And that is exactly what Republicans are hoping for:
A new poll from Elon University asked registered voters around the state about the six proposed constitutional amendments that will be on the ballot this year. The result: Most people don’t know much about the amendments, and in some cases people think the amendments would have the opposite effect of what they would really do.
“It seems to me that a lot of voters are going to be making a permanent decision that could impact North Carolina for decades to come, based on pretty limited information,” said Jason Husser, the director of the Elon Poll.
It's that "opposite effect" thing that really gets under my skin.
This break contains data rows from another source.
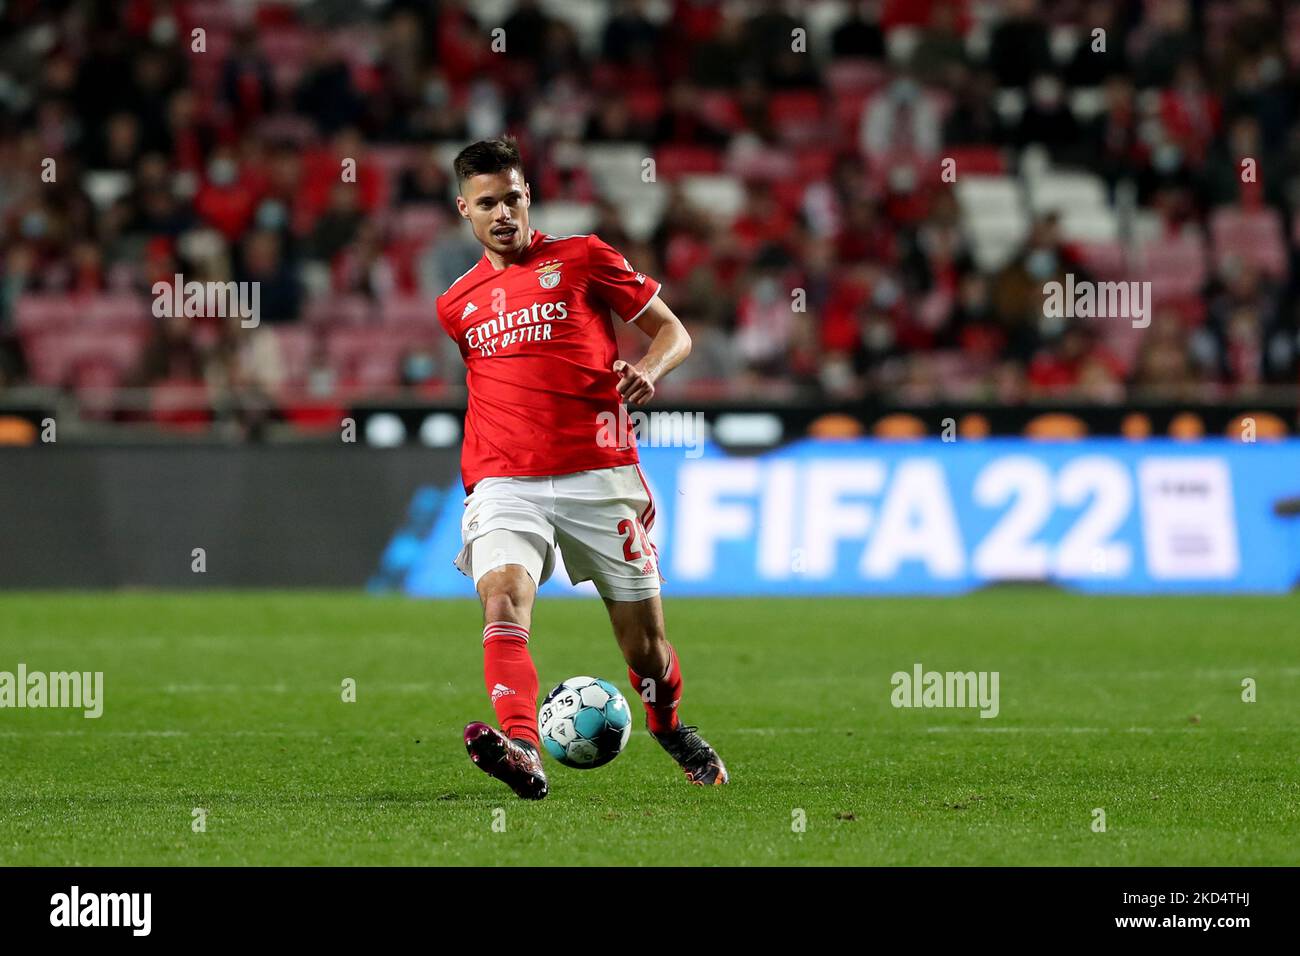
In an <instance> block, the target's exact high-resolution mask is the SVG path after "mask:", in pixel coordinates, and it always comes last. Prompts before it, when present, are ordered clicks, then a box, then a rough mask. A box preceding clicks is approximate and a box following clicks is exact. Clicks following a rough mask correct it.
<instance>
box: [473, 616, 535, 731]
mask: <svg viewBox="0 0 1300 956" xmlns="http://www.w3.org/2000/svg"><path fill="white" fill-rule="evenodd" d="M484 683H486V684H487V695H489V696H490V697H491V705H493V708H494V709H495V710H497V722H498V723H499V724H500V728H502V731H504V734H506V736H507V737H512V739H513V737H520V739H524V740H528V741H529V743H530V744H533V747H541V743H542V741H541V737H539V736H538V735H537V669H536V667H534V666H533V658H532V657H529V654H528V628H526V627H524V626H523V624H511V623H510V622H506V620H498V622H494V623H491V624H487V627H485V628H484Z"/></svg>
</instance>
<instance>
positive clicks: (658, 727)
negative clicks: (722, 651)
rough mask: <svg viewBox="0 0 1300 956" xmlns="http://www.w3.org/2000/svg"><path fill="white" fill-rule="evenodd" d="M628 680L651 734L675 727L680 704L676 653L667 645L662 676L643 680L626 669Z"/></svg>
mask: <svg viewBox="0 0 1300 956" xmlns="http://www.w3.org/2000/svg"><path fill="white" fill-rule="evenodd" d="M628 680H630V682H632V689H633V691H636V693H637V695H638V696H640V697H641V702H642V704H643V705H645V709H646V724H647V726H649V727H650V732H651V734H666V732H667V731H669V730H672V728H673V727H676V726H677V723H679V721H677V705H679V704H680V702H681V667H680V666H679V665H677V652H676V650H673V649H672V645H671V644H669V645H668V669H667V670H666V671H664V674H663V676H660V678H658V679H655V678H643V676H641V675H640V674H637V672H636V671H634V670H632V667H628Z"/></svg>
Republicans have mastered the art of rhetorical misdirection, as was clearly demonstrated by the campus "free speech" act that punished students for speaking in opposition to right-wingers. Here are the numbers:
Although 89 percent said they plan to vote in November, just 56 percent knew there will be amendments on the ballot — and only 8 percent said they’ve heard a lot about what the amendments would do.
John Dinan, a Wake Forest University political professor who is an expert on state-level constitutional amendments, said the results aren’t surprising.
“It’s normal for there to be a lot of undecided voters, at least at the beginning of the campaign,” he said. “That means there’s also a lot of opportunities to educate voters.”
The beginning of the campaign? Dude, we're six weeks away from the start of early voting. If Republicans wanted to make sure voters had a chance to understand these amendments, they would have introduced them in February or March, not at the ass-end of the Summer.